The big problem? Dramatic increases in computing power make it possible to combine and utilize data from multiple sources which may contain sensitive information about individuals. Once unrelated datasets are combined, previously “private” facts can be linked to easily identify the person behind them. A 2002 study by Latanya Sweeney of Harvard’s Data Privacy Lab found that the combination of just three “quasi-identifiers” (date of birth, five-digit postal code, and gender) could uniquely identify 87 percent of the U.S. population. Making minor changes to birth dates and other personally identifiable information still does not provide adequate protection against linkage attacks.
Contest organizers say this valid privacy concern is unfortunately limiting the use of data for research. Privacy engineers have been asked to create a new solution.
“Our proposed solution is to generate differentially private synthetic data using Generative Adversarial Networks (GANs)," explains Rachel Cummings (pictured - L), assistant professor in the H. Milton Stewart School of Industrial and Systems Engineering at Georgia Tech, and organizer of the Georgia Tech team. “This synthetic data can then be used for a variety of analysis tasks, including classification, regression, clustering, and answering unknown research questions. If the synthetic data are statistically similar to the original (sensitive) data, then analysis on the synthetic data should be accurate with respect to the original database.”
She says it can be achieved by privately training neural networks inside a GAN to generate new data points (drawn from the same distribution as the original data).
“By generating synthetic data privately, any future analysis on the data also would be private, due to the post-processing guarantees of differential privacy,” she says.

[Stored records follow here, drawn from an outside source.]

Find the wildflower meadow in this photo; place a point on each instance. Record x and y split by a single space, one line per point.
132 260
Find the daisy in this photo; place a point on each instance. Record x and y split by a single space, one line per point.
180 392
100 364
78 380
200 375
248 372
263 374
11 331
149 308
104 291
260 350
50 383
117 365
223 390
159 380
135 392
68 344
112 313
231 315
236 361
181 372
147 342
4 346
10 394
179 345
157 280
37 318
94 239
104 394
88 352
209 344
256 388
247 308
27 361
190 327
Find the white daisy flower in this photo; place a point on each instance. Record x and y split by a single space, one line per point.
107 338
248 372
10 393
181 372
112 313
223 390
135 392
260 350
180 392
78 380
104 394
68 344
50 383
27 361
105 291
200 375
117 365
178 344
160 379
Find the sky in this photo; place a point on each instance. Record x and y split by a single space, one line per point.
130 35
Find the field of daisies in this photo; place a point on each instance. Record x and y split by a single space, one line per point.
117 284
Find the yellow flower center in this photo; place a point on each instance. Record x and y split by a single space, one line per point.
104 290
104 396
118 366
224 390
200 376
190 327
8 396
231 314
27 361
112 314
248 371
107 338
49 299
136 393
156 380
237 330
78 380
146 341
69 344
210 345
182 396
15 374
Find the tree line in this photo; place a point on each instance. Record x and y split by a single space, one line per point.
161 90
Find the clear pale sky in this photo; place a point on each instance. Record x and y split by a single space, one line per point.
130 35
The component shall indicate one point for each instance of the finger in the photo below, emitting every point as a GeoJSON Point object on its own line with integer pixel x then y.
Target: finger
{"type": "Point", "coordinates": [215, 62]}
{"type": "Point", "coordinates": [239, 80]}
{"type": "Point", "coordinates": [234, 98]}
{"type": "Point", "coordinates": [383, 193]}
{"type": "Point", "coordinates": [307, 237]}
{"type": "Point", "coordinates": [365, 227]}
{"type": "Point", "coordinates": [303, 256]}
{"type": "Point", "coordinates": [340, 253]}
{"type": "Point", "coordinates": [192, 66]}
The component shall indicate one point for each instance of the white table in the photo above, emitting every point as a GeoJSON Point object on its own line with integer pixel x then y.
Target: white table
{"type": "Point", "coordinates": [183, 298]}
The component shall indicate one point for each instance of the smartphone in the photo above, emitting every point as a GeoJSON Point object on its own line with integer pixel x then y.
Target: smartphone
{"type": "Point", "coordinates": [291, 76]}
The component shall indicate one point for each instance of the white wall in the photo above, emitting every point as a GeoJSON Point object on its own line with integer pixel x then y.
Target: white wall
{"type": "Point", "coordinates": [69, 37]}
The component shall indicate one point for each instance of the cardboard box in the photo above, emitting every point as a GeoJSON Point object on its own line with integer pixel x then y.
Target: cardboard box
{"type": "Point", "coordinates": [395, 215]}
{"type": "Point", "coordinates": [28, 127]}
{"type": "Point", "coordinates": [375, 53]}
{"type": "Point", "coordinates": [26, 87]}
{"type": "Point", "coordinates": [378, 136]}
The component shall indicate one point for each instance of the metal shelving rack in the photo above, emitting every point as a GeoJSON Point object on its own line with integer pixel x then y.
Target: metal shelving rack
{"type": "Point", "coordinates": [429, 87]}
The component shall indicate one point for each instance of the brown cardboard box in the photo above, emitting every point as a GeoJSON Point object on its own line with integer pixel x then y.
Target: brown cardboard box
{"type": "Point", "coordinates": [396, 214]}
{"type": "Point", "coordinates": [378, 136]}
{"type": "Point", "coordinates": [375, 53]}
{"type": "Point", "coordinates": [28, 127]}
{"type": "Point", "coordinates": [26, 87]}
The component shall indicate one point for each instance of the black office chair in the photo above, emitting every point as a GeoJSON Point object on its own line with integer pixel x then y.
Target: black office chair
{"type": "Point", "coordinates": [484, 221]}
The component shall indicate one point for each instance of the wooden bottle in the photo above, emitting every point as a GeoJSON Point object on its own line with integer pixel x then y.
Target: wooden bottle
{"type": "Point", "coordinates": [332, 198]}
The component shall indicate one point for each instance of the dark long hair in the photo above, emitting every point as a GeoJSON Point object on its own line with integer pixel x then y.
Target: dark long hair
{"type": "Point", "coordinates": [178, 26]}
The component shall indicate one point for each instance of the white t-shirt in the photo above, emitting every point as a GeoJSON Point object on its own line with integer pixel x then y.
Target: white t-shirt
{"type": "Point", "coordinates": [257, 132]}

The idea builds from previous work on differentially private GANs to add further optimizations that will enhance performance across a wide variety of data types and analysis tasks.
The team includes: Digvijay Boob (PhD ISyE-ACO), Uthaipon Tantitongpipat (PhD CS-ACO), Kyle Zimmerman (MS Cybersecurity), Dhamma Kimpara (pictured - R, BS Math), and Chris Waites (BS CS). Students are members of Cummings’ weekly privacy reading group, and they worked together over the summer to submit their idea to the NIST contest.
In addition to the $5,000 People's Choice Award, the Georgia Tech team is eligible for a $40,000 Judges' Choice Award and, if successful, would advance to future rounds with the potential to win an additional $140,000 toward their research.